Başbakan'ın Taksim Projesi



Taksim için ilk proje, 30’lu yıllarda Atatürk’ün davetiyle İstanbul’a gelen Fransız mimar-şehir plancısı Henri Prost tarafından yapıldı. Bu düzenlemede kentin gelişen semti Şişli ile tarihi merkezi Beyoğlu arasındaki mezarlıklar, yeşil alanlar ve eski Topçu Kışlası’ndan oluşan bölge “rekreasyon ve kültür vadisi” halini aldı. Taksim Meydanı’na bakan geniş merdivenler de “Gezi” olarak adlandırılan bu vadiye yaya erişimini sağlamak için tasarlandı. Ancak daha sonra Hilton Oteli’nin ve arkasından başkalarının yapılması bölgenin bu ilk işlevini değiştirdi. Vadi 1996’da düzenlenen BM Habitat Konferansı sonrasında “Kongre Vadisi” olarak adlandırıldı. İstanbul’un NATO ve IMF konferanslarına evsahipliği yapmasıyla vadide yeni imar operasyonları gerçekleşti.

Taksim’de cami tartışması

Eğer son günlerde yeniden gündeme gelen Taksim projesinin hikayesini merak edenler varsa, onu da hatırlatalım: Başbakan’ın “kendi projem” diye tanıttığı, bilenler bilir, Dalan zamanından kalan bir düzenleme önerisi. Dalan’ın seçimi kaybetmesi, birçokları gibi bu projenin de uygulanmasını engelledi. Aynı proje daha sonra tekrar pişirilip Sözen’in önüne kondu. Proje dalış tünelleri yüzünden birçok itirazlarla karşılaştı ve uygulanmasından vazgeçildi.

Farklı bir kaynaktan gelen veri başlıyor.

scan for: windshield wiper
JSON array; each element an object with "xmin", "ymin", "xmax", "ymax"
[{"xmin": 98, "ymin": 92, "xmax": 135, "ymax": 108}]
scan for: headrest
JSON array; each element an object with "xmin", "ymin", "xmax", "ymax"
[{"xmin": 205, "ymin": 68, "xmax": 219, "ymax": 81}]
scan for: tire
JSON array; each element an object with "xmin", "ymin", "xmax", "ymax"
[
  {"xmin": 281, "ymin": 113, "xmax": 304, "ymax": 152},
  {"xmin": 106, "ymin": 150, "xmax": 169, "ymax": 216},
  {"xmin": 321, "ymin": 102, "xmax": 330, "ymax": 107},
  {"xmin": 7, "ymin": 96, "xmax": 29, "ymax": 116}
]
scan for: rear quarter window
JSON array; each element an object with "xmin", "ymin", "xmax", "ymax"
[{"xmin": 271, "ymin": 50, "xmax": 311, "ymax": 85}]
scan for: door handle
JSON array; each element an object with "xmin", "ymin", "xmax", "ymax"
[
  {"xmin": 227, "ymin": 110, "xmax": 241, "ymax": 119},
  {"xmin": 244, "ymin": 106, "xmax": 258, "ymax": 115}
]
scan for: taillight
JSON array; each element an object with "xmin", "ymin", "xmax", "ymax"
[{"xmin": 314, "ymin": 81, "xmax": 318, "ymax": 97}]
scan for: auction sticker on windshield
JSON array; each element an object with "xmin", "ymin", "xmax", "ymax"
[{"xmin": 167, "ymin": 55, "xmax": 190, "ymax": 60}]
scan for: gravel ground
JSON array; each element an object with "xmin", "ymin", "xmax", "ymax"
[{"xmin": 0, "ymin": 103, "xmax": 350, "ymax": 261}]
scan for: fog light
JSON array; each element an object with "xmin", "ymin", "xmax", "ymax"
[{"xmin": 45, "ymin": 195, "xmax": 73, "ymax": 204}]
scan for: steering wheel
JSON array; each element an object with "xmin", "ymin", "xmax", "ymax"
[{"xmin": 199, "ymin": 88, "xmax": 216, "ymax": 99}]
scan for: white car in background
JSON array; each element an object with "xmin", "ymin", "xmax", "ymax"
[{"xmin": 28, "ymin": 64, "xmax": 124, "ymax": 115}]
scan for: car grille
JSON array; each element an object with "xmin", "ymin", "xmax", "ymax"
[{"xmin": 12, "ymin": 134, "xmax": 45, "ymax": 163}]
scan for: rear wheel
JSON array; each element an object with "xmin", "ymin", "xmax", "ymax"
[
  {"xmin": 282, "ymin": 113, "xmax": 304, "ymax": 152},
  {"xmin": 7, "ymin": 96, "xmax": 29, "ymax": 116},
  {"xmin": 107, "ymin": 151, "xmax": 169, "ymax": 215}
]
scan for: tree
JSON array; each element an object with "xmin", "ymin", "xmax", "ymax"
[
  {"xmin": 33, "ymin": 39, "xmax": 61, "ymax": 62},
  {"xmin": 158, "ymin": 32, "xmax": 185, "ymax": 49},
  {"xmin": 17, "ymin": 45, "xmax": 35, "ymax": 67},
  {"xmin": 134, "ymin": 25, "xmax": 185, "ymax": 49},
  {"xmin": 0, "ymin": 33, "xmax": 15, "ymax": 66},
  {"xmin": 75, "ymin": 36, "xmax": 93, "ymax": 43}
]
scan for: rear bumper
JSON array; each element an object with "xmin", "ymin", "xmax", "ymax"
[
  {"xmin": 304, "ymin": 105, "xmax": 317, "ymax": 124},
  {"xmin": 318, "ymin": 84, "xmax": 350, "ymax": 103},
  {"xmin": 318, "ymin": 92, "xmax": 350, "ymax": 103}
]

Bu süreçte konu enine boyuna tartışıldı ortaya yeni fikirler çıktı. 90’lı yıllarda The Marmara Oteli’nde yapılan toplantılarla tanınmış mimarlar gönüllü olarak çalıştı ve maketler hazırlandı. Bu çalışmalarda bugün tanımsız bir biçimde kalan ortadaki boş alan, metro girişleri, diğer yaya alanları için mimari düzenlemeler ve bunları AKM ile ilişkilendirmek için öneriler geliştirildi.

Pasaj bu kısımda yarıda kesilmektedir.